Stochastic Modeling and Operational Optimization in District Heating Systems
Centre for Mathematical Sciences
Lund Institute of Technology
Operation of a district heating system is accomplished via a sequence of
decisions by the operators controlling the system. These decisions are
based on expectations of conditions in the system that are not known at decision
time. The operators could be helped by a decision support
system that computes predictions of future system variables and suggests
appropriate control actions given the available information.
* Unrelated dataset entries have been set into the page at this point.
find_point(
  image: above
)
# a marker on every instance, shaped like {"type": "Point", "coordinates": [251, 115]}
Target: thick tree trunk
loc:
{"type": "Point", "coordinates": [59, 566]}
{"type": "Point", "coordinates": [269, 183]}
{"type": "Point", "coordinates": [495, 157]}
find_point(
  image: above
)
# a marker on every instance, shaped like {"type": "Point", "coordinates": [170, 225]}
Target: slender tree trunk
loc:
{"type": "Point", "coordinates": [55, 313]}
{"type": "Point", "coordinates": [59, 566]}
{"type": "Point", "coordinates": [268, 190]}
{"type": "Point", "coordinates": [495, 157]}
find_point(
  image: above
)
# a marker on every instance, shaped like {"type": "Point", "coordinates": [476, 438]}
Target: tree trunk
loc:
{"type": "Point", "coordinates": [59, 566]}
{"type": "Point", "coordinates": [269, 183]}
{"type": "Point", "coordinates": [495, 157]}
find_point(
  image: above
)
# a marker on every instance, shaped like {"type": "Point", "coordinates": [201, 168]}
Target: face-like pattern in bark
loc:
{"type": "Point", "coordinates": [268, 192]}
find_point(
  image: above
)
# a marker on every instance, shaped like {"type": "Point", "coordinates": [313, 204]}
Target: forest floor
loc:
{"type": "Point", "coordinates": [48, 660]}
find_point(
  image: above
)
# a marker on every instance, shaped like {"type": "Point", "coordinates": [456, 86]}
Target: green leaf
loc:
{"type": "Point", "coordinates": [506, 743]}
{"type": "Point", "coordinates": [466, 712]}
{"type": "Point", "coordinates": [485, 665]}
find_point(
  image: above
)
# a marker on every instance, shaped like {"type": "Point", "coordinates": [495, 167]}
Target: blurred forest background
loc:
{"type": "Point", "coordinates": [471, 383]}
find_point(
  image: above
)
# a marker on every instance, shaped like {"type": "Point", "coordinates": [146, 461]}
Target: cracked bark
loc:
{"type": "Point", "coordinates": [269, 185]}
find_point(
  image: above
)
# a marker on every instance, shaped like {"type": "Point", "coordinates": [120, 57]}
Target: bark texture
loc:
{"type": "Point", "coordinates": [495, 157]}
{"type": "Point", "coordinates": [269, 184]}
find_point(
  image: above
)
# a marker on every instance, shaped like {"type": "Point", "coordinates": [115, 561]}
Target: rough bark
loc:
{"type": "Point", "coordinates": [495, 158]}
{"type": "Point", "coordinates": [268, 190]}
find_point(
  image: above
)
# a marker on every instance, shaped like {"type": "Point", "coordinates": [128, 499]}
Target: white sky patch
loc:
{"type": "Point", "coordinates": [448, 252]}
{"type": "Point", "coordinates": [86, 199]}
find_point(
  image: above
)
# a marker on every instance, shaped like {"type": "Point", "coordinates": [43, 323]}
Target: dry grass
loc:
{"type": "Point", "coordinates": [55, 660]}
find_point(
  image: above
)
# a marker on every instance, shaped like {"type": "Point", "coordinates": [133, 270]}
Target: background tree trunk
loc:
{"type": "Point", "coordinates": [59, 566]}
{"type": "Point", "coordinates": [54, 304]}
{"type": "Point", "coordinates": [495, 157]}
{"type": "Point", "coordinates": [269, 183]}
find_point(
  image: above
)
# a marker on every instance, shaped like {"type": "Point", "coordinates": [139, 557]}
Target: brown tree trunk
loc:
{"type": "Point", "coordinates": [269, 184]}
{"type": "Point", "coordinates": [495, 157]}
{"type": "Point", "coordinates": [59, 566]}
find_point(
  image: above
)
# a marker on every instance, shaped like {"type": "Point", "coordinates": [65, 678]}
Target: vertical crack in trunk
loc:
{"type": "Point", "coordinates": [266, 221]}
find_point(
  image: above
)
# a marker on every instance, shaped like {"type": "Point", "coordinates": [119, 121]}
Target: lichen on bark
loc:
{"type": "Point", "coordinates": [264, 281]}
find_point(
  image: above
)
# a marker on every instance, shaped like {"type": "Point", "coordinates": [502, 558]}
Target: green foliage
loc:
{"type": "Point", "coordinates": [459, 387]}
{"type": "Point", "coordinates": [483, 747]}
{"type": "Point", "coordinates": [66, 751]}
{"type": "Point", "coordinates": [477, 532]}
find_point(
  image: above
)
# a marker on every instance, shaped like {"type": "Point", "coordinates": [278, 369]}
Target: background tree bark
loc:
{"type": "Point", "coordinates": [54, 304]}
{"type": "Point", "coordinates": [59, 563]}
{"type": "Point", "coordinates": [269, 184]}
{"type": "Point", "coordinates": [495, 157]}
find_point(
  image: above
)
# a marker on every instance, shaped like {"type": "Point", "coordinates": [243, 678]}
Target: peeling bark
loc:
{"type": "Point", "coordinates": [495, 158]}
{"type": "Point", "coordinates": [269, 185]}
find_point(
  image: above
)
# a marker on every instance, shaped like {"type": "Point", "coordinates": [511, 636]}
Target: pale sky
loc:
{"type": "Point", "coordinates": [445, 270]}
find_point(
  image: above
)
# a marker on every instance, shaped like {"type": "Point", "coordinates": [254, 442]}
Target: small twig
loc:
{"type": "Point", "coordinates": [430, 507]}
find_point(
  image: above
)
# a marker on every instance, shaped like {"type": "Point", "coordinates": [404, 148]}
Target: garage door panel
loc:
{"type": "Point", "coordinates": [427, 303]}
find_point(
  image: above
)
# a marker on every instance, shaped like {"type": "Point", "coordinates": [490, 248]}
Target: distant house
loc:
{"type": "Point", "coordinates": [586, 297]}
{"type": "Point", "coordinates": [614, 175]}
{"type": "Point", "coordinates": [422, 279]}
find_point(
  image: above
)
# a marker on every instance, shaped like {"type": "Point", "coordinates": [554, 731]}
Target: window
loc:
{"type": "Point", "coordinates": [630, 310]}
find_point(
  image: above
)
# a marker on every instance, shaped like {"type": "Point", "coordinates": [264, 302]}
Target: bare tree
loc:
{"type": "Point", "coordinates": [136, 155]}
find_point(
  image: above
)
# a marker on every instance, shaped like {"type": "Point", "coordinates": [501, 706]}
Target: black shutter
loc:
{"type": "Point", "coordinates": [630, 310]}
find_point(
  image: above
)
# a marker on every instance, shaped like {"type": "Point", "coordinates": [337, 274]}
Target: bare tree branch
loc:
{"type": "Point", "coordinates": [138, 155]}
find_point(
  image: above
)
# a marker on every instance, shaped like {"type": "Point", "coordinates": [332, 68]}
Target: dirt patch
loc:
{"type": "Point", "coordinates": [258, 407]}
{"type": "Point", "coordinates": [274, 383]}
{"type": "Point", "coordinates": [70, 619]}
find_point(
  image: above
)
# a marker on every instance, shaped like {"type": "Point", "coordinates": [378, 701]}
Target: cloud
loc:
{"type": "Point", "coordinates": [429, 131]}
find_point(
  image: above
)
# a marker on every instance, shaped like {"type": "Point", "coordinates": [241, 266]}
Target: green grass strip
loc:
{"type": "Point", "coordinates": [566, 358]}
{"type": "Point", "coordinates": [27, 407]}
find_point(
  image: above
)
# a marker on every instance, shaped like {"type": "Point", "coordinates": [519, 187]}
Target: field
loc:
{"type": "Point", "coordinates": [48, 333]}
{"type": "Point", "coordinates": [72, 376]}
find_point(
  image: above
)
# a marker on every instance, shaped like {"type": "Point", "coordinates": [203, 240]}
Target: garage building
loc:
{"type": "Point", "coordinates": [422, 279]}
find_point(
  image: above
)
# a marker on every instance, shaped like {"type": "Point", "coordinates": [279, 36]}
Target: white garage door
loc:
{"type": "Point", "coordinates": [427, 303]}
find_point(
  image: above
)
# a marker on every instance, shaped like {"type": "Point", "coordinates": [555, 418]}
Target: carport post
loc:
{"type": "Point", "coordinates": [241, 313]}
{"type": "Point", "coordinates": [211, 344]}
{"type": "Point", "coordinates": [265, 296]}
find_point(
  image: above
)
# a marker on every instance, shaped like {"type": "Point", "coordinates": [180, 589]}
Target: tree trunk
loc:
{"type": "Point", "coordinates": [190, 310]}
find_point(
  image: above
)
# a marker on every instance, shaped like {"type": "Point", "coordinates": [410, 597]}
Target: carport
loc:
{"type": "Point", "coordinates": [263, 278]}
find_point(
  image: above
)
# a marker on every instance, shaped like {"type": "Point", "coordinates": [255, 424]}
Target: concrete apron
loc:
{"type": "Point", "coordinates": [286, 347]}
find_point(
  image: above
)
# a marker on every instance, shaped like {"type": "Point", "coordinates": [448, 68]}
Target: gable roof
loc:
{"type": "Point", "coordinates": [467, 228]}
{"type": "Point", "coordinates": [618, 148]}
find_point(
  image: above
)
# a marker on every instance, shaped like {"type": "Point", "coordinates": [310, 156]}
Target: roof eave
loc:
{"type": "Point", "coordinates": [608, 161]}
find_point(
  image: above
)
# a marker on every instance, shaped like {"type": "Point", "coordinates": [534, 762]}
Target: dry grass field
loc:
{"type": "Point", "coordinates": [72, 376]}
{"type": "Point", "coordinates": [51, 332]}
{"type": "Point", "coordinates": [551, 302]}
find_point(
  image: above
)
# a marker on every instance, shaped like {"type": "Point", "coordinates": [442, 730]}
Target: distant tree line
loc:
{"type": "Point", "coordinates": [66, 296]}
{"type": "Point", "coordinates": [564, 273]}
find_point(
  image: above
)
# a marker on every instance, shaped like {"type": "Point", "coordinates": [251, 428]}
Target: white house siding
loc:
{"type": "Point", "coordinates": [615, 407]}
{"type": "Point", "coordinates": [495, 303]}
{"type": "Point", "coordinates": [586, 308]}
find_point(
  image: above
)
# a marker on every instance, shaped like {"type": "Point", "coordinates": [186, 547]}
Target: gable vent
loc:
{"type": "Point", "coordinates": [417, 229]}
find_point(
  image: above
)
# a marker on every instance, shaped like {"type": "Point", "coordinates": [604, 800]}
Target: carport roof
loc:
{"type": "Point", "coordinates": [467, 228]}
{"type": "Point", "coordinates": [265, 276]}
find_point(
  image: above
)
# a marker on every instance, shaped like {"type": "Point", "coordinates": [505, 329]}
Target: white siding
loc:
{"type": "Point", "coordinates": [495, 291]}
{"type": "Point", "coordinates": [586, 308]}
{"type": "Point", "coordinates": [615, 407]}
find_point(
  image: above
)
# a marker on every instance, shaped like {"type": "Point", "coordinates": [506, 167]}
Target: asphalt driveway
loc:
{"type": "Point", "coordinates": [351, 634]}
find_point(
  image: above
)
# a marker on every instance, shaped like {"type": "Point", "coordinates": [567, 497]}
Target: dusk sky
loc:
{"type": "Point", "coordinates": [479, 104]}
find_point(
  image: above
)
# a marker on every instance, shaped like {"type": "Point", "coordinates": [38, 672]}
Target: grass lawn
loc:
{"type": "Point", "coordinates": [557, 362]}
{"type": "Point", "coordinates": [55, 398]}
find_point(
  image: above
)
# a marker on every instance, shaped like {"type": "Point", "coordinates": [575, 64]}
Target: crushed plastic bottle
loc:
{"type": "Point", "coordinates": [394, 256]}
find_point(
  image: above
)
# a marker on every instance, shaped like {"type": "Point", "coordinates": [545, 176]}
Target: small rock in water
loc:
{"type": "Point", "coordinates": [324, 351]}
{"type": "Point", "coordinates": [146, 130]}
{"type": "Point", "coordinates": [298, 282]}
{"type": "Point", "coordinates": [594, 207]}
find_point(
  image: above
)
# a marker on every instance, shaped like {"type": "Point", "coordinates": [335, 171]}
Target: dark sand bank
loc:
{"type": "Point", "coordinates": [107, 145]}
This thesis presents a new model that gives a both physical and stochastic
description of a district heating system. The model describes both
technical and economical information of the system that are important for
the control decisions. It is easy to calculate predictions based on this
model as well as performing simulations.
The ambient temperature is the single most important explanatory variable
for the heat demand in a district heating network. A model that can be used
to calculate reliable temperature predictions are presented where the full
advantage of both local measurements and forecasts from a meteorological
institute are utilized.
A heuristic approach to the operational optimization problem is presented
and it is shown in simulations to be superior to a traditional control, based
on a priority scheme. The operational optimization problem is a complex
stochastic optimization problem and the heuristic approach gives a solution
that can be calculate instantly.
An online computer program, EnerPlan, is developed where the described models
are used to calculate predictions and simulate alternative future scenarios.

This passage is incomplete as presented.